Under Goodluck Johanthan, there was less commitment to confront the corruption monster. It was under him that funds earmarked to fight insurgency in the North-east were shared to party loyalists for campaigns. Not to forget the legendary leeway a former Minister of Petroleum Resources, Deziani Maduekwe, had into the public funds.

Jonathan’s poor tackling of corruption provided the opposition with the literature to market itself. The mantra then was that if Nigeria did not kill corruption, corruption will kill Nigeria. Apart from hounding Goodluck Jonathan’s National Security Adviser (NSA), Sambo Dasuki, and forcing him and others to expel stolen cash they had stored up for themselves, fighting corruption in the Muhammadu Buhari years was watered down by politics.

Those smart governors and politicians who abandoned the PDP to join Buhari’s All Progressives Congress (APC) escaped the anti-corruption searchlight. They made huge contributions to fund APC campaigns and were not put under any rigorous investigations.

That trend continued all through the Buhari years. They even invited politicians from other parties to join the APC and their sins will be forgiven. The author of that canon, Adams Oshiomhole, has of late attempted to disown it, but he cannot be smarter than millions of Nigerians who are good keepers of record.

There is a list of politicians who heeded that call and are today sitting pretty over national institutions. Before the current Senate President, Godswill Akpabio enrolled in APC, the EFCC had arrested him over an alleged theft of N108.1 billion during the years he was governor of Akwa Ibom State, from 2007 to 2015.

As minister of the Niger Delta Affairs, there were allegations of contract scam in the Niger Delta Development Commission (NDDC), of over N86 billion, under Akpabio’s watch. In 2020, the National Assembly embarked on a probe of N40 billion financial recklessness in NDDC. It was all a messy drama, which prompted Buhari to order a so-called forensic investigation. In May 2023, when the EFCC invited Akpabio for questioning, his lawyer said he couldn’t make it because he allegedly suffered from pneumonia and cardiac arrhythmia. Case closed.

So, one is able to empathise with the EFCC and the chair, in respect of the Sisyphean task they have imposed on themselves, to investigate 18 sitting governors, whereas previous investigations have not yielded conclusive convictions. It is not the sincerity of the Commission that is in doubt, but the climate of political merchandising that is at play.

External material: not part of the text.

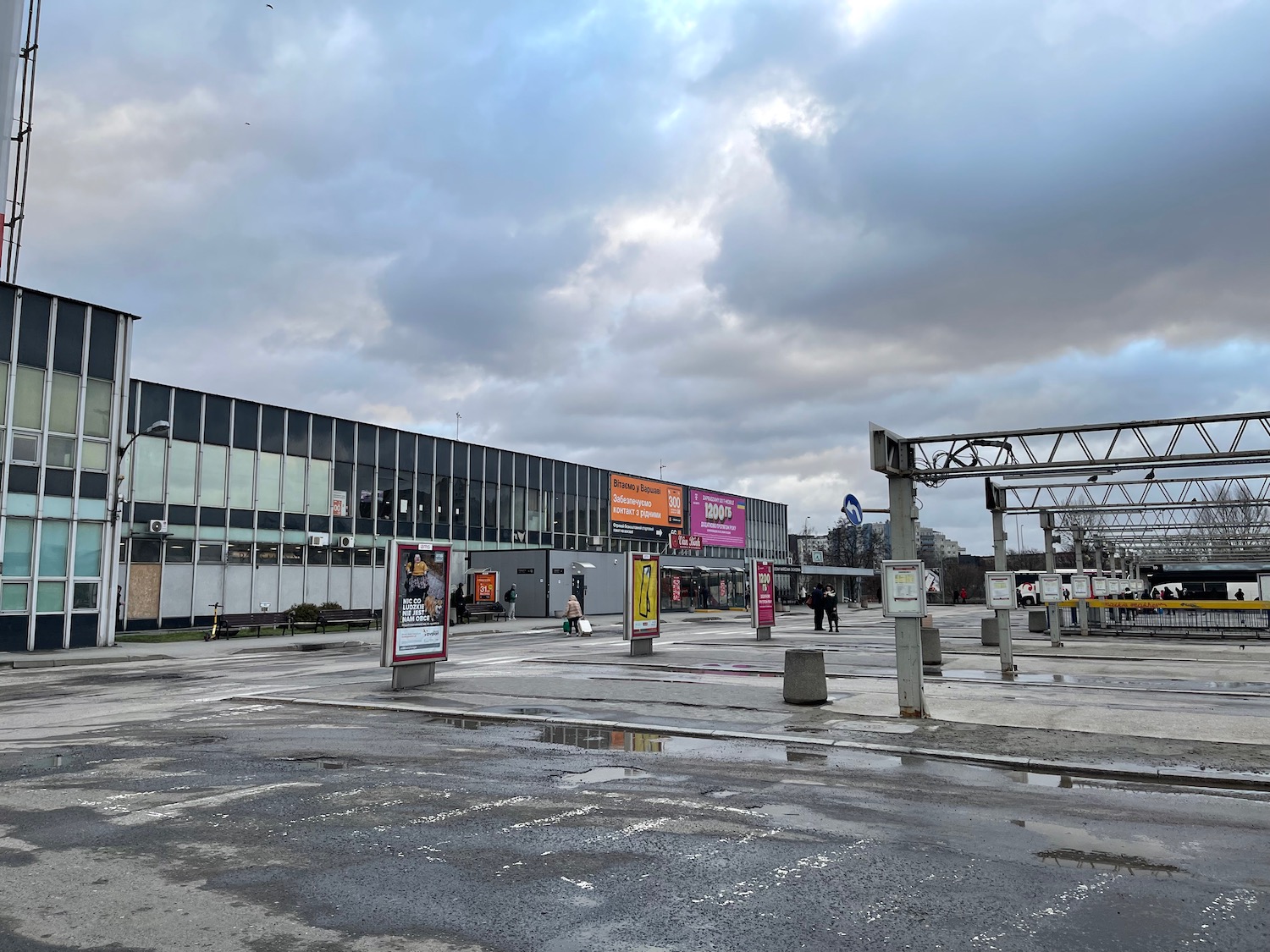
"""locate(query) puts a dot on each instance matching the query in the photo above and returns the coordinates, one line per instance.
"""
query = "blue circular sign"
(853, 510)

When the former governor of Kogi State, Yahaya Bello, decided to play truancy regarding corruption allegations against him, Olukoyede was flummoxed. Bello’s script was to sufficiently douse the tension and come out of hiding at a most convenient time to him. And the authorities looked the other way.

Of the 18 governors under investigation, those that do not belong to the ruling APC could see it as a veiled invitation to join the party where sins are forgiven. As the PDP passes through more tribulation, members who have not left will consider doing so. Any governor remaining behind in the party and has political ambition for 2027 has to plan well. However, if they deliver quality governance and are not corrupt, they may have little fear of the desolation that is yet to come. But such men are rare.

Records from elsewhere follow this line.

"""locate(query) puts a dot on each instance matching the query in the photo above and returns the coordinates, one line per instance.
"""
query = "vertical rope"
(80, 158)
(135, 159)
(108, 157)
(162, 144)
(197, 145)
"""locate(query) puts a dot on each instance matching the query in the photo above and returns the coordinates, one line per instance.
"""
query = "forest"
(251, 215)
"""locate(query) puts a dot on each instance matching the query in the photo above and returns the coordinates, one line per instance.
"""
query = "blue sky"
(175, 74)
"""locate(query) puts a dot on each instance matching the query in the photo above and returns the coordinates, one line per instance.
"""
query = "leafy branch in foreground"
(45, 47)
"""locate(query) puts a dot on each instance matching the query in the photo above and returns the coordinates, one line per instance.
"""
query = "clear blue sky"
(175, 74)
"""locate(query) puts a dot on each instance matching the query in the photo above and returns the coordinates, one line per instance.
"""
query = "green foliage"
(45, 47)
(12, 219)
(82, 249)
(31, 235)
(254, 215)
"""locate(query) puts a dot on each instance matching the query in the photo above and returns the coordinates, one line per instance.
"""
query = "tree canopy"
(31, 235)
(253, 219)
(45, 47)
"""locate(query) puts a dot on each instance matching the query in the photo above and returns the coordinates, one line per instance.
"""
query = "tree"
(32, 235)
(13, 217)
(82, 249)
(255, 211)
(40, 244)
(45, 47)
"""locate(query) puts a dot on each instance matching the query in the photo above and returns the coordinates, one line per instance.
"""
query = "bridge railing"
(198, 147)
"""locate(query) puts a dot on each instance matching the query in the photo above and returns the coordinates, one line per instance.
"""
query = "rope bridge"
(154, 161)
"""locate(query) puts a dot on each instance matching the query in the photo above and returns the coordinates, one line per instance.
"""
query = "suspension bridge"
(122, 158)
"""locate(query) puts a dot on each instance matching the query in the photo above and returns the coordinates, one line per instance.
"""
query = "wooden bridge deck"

Fighting corruption in any setting has a lot to do with the man at the head of the table. If he is serious, the anti-corruption agencies will have no choice but be serious. It begins with running a transparent government, where all contracts are processed according to global standards.

A federal government that is reluctant to apply procurement protocols on road contracts is not ready to fight corruption. A National Assembly led by persons who have anti-corruption cases against them has no moral high-ground to fight corruption.

If the authorities want the EFCC to work, it will work. Apart from a few convictions, cases with former governors are bogged by endless litigation and rigmarole. In the time being, let the Commission concentrate on states’ procurement systems at the concept stage.

The big contracts – unprofitable airports, overhead bridges to nowhere, importation of tractors and over-inflated road contracts. If EFCC can intervene before the monies are stolen that would be fine. But to chase governors after they are retired could be daunting, as experience has shown.